Une posture inconfortable
Mais pour l’heure, Justin Trudeau, qui s’est encore vu interdire les habits de monarque élu réservés aux chefs de gouvernements majoritaires, devra se contenter de sa « minorité très forte » au Parlement pour mettre en branle son programme politique.
L’« ambition législative » du PLC se trouvera peut-être freinée par l’absence de majorité, redoute un stratège libéral, se demandant si les partis d’opposition vont « avancer ensemble » et permettre l’adoption des mesures promises dans les « 100 premiers jours » du troisième gouvernement Trudeau. Les projets de loi sur l’interdiction des thérapies de conversion, sur le partage des revenus des plateformes numériques avec les médias canadiens et sur le renforcement de la Loi sur les langues officielles sont notamment morts au feuilleton et doivent maintenant être présentés de nouveau.
Les premiers ministres ont-ils tort de chercher à diriger des gouvernements majoritaires — en précipitant le pays dans des élections générales anticipées, par exemple — plutôt que de chercher à gouverner malgré tout ? « Justin Trudeau doit certainement regretter d’avoir anticipé les élections pour se retrouver au même point, mais il a fait ce que tous ses homologues font en pareilles circonstances : s’extirper au plus vite d’une posture jugée inconfortable », répond le politologue Louis Massicotte.
« La recherche d’une majorité est une obsession partagée par tous ses prédécesseurs, et elle a de bonnes chances de le demeurer », conclut-il.
Les gouvernements sans majorité au Parlement depuis 1867
Alexander Mackenzie (1873-1874, libéral)
William Lyon Mackenzie King (1921-1925, 1925-1926, libéral)
Arthur Meighen (1926, conservateur)
John Diefenbaker (1957-1958, 1962-1963, progressiste-conservateur)
Lester B. Pearson (1963-1965, 1965-1968, libéral)
Pierre Elliott Trudeau (1972-1974, libéral)
Joe Clark (1979-1980, progressiste-conservateur)
Paul Martin (2004-2006, libéral)
Stephen Harper (2006-2008, 2008-2011, conservateur)
Justin Trudeau (2019-2021, depuis 2021, libéral)
Quel rôle pour le Québec ?
François Legault a sapé la « confiance » dont il jouissait au sein de l’équipe de Justin Trudeau en tentant de pousser les Québécois dans les bras du Parti conservateur, a souligné une source au Devoir. Le cri de ralliement nationaliste du premier ministre québécois aurait même tourné à l’avantage du PLC, dit-on. « Certains ont décidé d’appuyer M. Trudeau en raison de la sortie jugée paternaliste de M. Legault », assure une source en s’appuyant sur les rapports des groupes de discussion vers lesquels le camp libéral s’est tourné tout au long de la campagne électorale.
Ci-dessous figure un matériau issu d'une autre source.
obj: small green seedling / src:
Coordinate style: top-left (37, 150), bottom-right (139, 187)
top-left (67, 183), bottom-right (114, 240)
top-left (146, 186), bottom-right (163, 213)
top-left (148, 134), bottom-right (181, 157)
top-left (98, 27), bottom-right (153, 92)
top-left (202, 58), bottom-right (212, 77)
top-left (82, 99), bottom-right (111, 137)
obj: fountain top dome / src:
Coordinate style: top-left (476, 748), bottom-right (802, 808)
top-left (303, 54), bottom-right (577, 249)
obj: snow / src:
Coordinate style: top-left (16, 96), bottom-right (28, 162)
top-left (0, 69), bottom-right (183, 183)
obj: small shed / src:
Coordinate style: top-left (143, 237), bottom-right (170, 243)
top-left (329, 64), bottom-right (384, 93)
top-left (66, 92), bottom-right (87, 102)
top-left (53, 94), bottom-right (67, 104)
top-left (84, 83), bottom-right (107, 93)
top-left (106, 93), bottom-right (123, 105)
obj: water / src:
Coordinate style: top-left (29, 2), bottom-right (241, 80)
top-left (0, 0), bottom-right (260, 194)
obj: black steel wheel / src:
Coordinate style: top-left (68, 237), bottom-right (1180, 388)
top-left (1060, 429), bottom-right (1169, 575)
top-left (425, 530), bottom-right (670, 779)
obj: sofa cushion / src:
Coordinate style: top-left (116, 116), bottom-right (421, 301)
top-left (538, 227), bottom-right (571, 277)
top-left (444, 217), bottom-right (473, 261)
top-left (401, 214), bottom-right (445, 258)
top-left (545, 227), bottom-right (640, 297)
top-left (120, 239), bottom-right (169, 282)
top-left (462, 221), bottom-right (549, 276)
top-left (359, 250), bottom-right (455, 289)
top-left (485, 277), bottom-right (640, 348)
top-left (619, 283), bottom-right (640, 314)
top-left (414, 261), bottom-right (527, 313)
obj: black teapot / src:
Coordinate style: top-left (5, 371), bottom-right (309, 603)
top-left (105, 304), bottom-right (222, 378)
Les mises en garde contre les poussées centralisatrices « dangereuses » du PLC ont « laissé perplexe » la garde rapprochée de Justin Trudeau, d’autant plus que François Legault n’a éprouvé aucune difficulté à énumérer à l’Assemblée nationale les gains que le Québec a faits dans le Canada de Justin Trudeau. « On trouvait ça ordinaire », « c’est sûr que ça met du sable dans l’engrenage », « ça rend les compromis plus difficiles », explique une source issue du gouvernement fédéral. Quoi qu’il en soit, « on est condamnés à s’entendre », ajoute-t-elle, tout en se réjouissant de l’élection de 34 libéraux au Québec, contre 33 bloquistes, 10 conservateurs et un néodémocrate.
« Le Québec est incontournable pour un parti qui veut un gouvernement majoritaire à Ottawa », a déclaré M. Legault au lendemain du scrutin. Le professeur de science politique à l’Université de Montréal Jean-François Godbout apporte une nuance : « Les conservateurs ont moins besoin du Québec que les libéraux. » Le PLC avait un « élément magique », de la pendaison de Louis Riel, en 1885, à la nuit des longs couteaux, en 1981, c’est-à-dire « l’appui inconditionnel d’une grande proportion de Québécois », mentionne-t-il.
L’ex-conseiller politique Eddie Goldenberg rappelle pour sa part que les premiers ministres Jean Chrétien (1993, 1997, 2000) puis Stephen Harper (2011) ont bénéficié d’une majorité parlementaire sans pour autant avoir obtenu une majorité de sièges au Québec. « La mathématique de Monsieur Legault n’est pas très bonne », fait-il remarquer.